The United States is tightening its grip on crypto regulation more than ever. Kraken fell earlier this month over a Securities and Exchange Commission (SEC) lawsuit. While Kraken agreed to cease offering staking to U.S. customers, the IRS now wants to review its paperwork. Will there be another settlement, or will Kraken have a hard time?
In early February, the SEC filed charges against Payward Ventures, Inc. and Payward Trading Ltd, aka Kraken. According to the SEC, Kraken had allegedly failed to register the offer and sale of its staking-as-a-service program. In this service, investors would receive an investment return of up to 21%.
Kraken decided to cease this offering almost immediately. Along with ending the staking offering, the SEC fined it $30M in restitution, late payment interest, and civil penalties.

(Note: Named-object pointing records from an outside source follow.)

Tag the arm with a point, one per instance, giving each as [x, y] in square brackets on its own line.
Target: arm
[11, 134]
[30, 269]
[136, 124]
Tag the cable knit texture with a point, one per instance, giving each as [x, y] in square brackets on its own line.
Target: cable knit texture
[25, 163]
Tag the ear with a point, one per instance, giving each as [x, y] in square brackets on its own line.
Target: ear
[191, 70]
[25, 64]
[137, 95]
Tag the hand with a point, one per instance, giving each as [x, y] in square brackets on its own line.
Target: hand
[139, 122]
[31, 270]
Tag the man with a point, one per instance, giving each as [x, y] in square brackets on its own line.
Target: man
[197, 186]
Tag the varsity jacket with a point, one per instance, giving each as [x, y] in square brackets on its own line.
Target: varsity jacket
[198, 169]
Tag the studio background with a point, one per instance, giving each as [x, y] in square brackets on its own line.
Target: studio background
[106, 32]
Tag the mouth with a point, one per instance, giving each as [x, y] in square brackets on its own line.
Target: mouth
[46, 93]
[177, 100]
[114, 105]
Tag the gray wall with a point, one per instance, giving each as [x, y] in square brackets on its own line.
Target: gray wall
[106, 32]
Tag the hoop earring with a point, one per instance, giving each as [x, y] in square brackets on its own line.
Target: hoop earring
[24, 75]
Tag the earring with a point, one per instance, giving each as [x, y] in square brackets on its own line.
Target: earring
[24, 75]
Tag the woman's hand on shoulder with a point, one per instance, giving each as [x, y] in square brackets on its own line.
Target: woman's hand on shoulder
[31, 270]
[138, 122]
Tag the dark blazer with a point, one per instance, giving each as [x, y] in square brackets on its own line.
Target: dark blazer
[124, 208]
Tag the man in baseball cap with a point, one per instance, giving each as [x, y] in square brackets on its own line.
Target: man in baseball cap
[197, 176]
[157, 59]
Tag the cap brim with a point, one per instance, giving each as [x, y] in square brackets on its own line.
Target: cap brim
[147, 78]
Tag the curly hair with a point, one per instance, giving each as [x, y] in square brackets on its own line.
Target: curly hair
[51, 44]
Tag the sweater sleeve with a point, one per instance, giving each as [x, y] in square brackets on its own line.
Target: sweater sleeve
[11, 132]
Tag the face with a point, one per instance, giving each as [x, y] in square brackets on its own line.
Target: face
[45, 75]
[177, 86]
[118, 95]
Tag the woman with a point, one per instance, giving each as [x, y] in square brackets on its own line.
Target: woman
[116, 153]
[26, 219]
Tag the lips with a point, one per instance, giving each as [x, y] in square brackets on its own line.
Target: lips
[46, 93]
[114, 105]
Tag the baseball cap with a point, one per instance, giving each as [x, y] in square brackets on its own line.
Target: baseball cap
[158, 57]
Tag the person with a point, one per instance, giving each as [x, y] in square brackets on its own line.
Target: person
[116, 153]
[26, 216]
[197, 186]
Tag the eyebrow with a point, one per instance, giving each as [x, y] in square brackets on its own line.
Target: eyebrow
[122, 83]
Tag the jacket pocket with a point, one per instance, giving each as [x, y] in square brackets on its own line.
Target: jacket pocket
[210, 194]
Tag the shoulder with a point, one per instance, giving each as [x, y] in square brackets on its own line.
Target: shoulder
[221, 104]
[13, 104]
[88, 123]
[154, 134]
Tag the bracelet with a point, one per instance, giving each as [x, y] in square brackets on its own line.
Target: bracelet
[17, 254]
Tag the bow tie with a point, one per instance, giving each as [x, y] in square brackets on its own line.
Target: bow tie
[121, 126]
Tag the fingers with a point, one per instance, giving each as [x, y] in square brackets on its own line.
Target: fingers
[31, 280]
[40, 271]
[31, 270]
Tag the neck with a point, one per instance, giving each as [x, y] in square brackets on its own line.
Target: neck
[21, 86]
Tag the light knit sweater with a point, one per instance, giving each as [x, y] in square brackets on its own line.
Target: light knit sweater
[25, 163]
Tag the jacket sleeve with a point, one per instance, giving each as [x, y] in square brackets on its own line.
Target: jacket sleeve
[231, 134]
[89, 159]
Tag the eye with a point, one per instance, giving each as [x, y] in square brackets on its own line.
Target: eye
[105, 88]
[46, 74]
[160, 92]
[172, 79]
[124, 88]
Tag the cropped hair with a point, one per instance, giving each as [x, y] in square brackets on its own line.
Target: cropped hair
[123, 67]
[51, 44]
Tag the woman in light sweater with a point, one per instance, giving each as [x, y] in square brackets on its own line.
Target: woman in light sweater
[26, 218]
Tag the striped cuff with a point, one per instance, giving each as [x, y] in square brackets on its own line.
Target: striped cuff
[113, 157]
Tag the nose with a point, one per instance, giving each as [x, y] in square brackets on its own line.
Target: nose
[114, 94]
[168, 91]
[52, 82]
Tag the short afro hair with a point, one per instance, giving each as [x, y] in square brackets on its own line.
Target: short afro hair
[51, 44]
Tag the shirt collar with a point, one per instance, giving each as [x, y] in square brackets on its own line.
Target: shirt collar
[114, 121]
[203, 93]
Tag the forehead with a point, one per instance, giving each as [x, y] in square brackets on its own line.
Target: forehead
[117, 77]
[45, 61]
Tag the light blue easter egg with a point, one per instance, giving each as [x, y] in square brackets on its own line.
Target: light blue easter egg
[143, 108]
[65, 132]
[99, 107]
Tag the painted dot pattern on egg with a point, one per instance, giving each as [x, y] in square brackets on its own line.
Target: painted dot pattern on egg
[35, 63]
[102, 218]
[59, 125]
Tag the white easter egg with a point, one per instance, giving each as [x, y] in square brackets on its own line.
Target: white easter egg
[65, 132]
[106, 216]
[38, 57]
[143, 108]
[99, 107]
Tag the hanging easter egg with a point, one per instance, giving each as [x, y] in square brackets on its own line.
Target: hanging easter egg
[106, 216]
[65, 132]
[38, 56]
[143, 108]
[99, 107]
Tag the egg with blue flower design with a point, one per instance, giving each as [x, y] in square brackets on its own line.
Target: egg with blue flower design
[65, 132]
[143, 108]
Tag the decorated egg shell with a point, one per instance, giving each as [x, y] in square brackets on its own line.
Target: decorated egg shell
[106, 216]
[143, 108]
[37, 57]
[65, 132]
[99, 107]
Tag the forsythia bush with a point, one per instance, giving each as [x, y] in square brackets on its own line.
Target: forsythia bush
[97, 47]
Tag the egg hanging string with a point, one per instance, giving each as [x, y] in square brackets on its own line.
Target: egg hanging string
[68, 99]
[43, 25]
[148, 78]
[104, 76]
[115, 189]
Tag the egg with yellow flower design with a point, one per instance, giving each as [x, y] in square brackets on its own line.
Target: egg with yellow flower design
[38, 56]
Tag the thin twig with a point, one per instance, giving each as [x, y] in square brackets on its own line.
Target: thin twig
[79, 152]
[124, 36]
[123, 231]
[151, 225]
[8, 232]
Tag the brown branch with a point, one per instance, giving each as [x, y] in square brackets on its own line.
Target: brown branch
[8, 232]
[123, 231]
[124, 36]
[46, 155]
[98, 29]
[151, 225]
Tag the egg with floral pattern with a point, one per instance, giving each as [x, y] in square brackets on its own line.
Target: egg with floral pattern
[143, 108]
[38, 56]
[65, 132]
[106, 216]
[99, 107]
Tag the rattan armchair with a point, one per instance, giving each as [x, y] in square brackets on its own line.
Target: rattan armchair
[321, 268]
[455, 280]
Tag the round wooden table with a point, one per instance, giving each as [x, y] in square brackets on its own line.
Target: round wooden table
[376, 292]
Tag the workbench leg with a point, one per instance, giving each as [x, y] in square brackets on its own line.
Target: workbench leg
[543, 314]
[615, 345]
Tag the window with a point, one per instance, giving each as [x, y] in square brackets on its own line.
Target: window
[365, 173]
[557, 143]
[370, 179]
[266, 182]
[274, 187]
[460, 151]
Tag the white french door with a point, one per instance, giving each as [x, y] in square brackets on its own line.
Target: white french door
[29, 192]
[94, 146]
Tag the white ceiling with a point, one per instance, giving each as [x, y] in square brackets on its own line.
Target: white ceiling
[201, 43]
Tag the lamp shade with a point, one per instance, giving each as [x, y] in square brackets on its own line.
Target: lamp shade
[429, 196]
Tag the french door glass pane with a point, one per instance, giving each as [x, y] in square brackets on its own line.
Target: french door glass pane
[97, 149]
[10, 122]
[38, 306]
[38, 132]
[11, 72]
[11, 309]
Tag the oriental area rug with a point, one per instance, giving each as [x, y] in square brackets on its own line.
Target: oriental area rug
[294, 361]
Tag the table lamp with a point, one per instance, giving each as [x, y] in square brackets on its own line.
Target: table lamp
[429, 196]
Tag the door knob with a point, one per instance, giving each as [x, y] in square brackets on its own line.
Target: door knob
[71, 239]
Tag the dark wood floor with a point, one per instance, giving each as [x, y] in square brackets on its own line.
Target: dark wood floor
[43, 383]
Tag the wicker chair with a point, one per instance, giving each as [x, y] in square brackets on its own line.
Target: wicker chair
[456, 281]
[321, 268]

In addition, Kraken consented to the entry of a final judgment subject to court approval. If approved, Kraken would be found guilty of violating Section 5 of the Securities Act of 1933. With this, Kraken would be barred entirely from offering and controlling staking services in the United States.
Many would have thought that with this, the Kraken drama would be over... but boy, oh boy, here we go again.
Hours after the SEC announcement, The U.S. Internal Revenue Service requested permission to enforce an information subpoena against Kraken.
According to the IRS, they issued the first summons in 2021, but the exchange did not comply then. In theory, the IRS is investigating the correct federal income tax liability of Kraken users from 2016 through 2020.
Many people claim this is a breach of confidentiality for Kraken customers. Only time will tell if Kraken will have to turn over the books and records.